Seven’s commitment to uplifting the neighborhood in community and respect can be seen right there on the website; not every beauty facility has a dedicated page for “community” and “causes” right alongside the facials and waxes. The clinic also has a large open loft area that Seven wants to make available to community organizers for meetings and events, as well as her own continuing educational seminars and panels.

And about those facials and waxes and other services; they’re truly stellar. There’s an emphasis on full wellness, and those ties to the yoga studio and concern about aftercare are strong. There are multi-service packages, like the “Breakover,” and memberships at reduced prices designed to give you great skin for life, not just an afternoon.

I’ve had many spa treatments in my life, and even documented some of the funkier ones, and the Brazilian wax I got there was easily a top experience. My phenomenal esthetician presented as white, and I’m noting that because in this context, race matters. When the Fitzpatrick scale is in play and we’re using hot wax and acids and lasers, melanin matters. When I told Seven that I had been turned away elsewhere for laser treatments, she laughed and said that was their error and lack of experience.

At HSLC, actual diversity is in effect, not “diversity” as a bullshit buzzword that allows too many institutions to feel comfortable doing the very least. True diversity is as simple (and as difficult for some) as understanding and asserting that white is not the default for human.

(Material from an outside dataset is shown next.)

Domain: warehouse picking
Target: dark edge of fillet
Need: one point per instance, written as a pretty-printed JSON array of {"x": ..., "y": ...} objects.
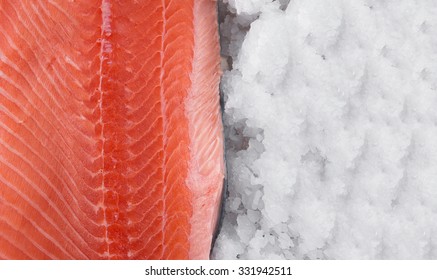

Seven’s pledge to water the roots of the neighborhood, instead of bulldozing them to build, is apparent when she speaks glowingly of her Harlem neighbors and their interpersonal connections. Speaking again of gentrification, she says, “The access to capital that is supposed to be here to empower the neighborhood does not. It empowers a new neighborhood. It doesn’t take people who are here and help them stabilize and be able to weather the economic change, and benefit from it, it just makes it a favorable condition for a takeover.”

She told me of a time when she had been living in the hood for years and would travel for extended periods to teach, like when she opened an Esthetic Institute in the Philippines, when her local corner store proprietors actually called her because she hadn’t been there in a while and they “just wanted to make sure [she] was alive.” She also told me how they had all the neighborhood kids’ school pictures up on the wall, including her daughter’s, who now has a child of her own. You most certainly won’t see [ubiquitous chain store that’s open all days and hours] displaying neighborhood kids’ pictures and calling frequent customers.

Seven’s commitment to exemplary esthetic practices and education is what will move the entire industry forward so that eventually no one will have to be turned away from spas as much as I have been. There will always be risks associated with certain procedures, but the lack of data is often more about lack of experience and education, and practitioners unwilling to do the work to include us. Harlem Skin and Laser Clinic is all about doing the work, and I couldn’t be more grateful.